Predicting a Pandemic: Using AI Models to Understand COVID-19
By Elizabeth Donaldson
Students at Carnegie Mellon University and across the world have experienced a uniquely challenging spring semester. Campuses have temporarily closed to prevent the spread of COVID-19 and protect students, faculty, staff, and local communities. At the Integrated Innovation Institute, students and faculty have transitioned to online learning and have worked remotely throughout the semester to tackle large scale problems.
In Professor Catherine Fang's "AI for Product Managers" course, Master of Science in Software Management students have spent the last six weeks working remotely, applying regional healthcare data to AI models. Fang’s students sought to better understand the widespread effects of the coronavirus pandemic and to help forecast its movement in the Bay Area.
"The model training with COVID-19 data is truly focusing on solving real-world, pressing issues and that would be the primary focus for product managers," says Fang.
Demonstrations of AI prediction modeling
Students worked in small teams to approach data from the perspective of a product manager. The teams focused on applying ARIMA, Holy Linear Algo, and SEIR models to COVID-19 datasets from San Francisco County, Santa Clara County and the Bay Area. Using these models, teams were able to quantitatively demonstrate the effectiveness of social distancing and shelter-in-place in local communities and forecast how such implementations will continue to reduce the virus's spread.

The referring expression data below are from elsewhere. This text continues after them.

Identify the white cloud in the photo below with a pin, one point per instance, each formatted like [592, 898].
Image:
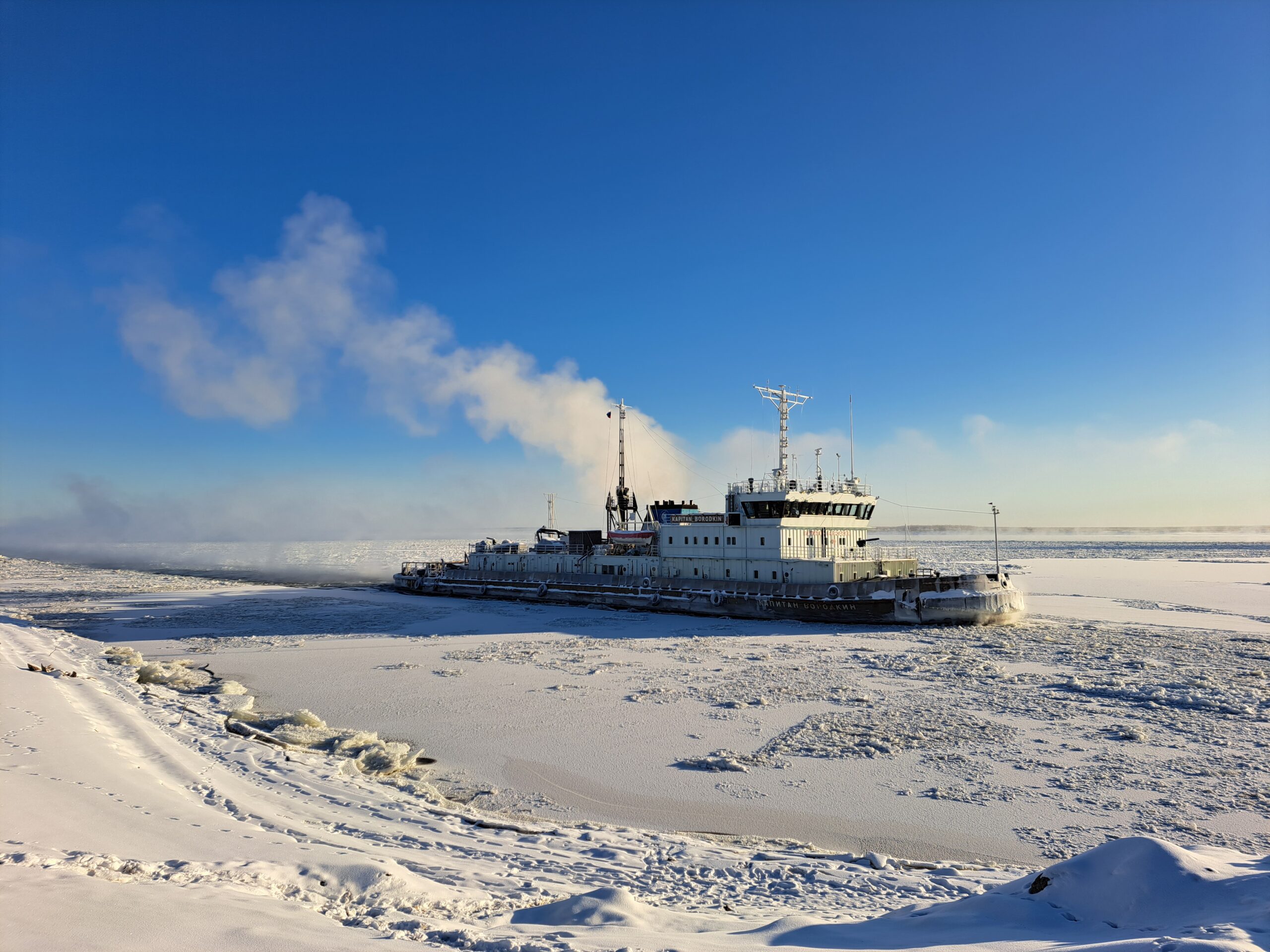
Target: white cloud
[286, 320]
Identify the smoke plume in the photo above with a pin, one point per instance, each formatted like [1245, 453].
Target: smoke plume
[286, 323]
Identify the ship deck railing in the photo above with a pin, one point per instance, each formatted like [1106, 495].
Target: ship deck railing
[793, 485]
[679, 586]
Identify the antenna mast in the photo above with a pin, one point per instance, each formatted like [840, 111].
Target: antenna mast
[784, 400]
[625, 502]
[851, 413]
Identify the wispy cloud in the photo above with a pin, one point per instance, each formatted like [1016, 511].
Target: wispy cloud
[285, 323]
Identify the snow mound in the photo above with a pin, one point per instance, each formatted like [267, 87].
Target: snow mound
[1139, 892]
[1143, 883]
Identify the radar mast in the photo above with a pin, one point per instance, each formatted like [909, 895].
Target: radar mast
[625, 504]
[784, 400]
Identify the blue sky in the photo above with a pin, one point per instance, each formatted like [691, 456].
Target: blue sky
[1032, 239]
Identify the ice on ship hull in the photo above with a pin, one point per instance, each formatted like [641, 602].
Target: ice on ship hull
[962, 599]
[781, 549]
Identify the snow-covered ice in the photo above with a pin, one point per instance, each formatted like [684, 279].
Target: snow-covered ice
[267, 765]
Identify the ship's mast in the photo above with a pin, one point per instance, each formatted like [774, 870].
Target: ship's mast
[851, 413]
[784, 400]
[625, 502]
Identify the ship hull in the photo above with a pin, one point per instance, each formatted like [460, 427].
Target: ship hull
[976, 599]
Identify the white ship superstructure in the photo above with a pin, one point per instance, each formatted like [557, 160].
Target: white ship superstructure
[780, 546]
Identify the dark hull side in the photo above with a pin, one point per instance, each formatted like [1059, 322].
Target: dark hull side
[881, 607]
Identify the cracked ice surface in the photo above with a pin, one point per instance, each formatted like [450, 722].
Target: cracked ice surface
[1133, 702]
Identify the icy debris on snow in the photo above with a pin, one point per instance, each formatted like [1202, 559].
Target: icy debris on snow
[873, 731]
[180, 676]
[719, 761]
[366, 751]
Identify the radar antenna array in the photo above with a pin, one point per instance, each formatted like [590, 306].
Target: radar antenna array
[784, 400]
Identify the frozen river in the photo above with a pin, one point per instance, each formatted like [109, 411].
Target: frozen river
[1133, 700]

"I wasn’t the most technical person in the class," says Ida Wang (MSTV '20), sharing that project was a challenge for her small team. Wang explained that Professor Fang supported her team throughout the course and that she completed her project learning a lot about AI in the context of product management.
In addition to applying public health data to AI algorithms, the teams also built user interfaces to illustrate projections. Visitors to the site can adjust filters to review forecasts and explore simulations.
"We hope this platform will help users know more about the pandemic in our neighborhood," concludes Meiwein Li (MSSM '20) and Moustafa Aly (MSSM '20).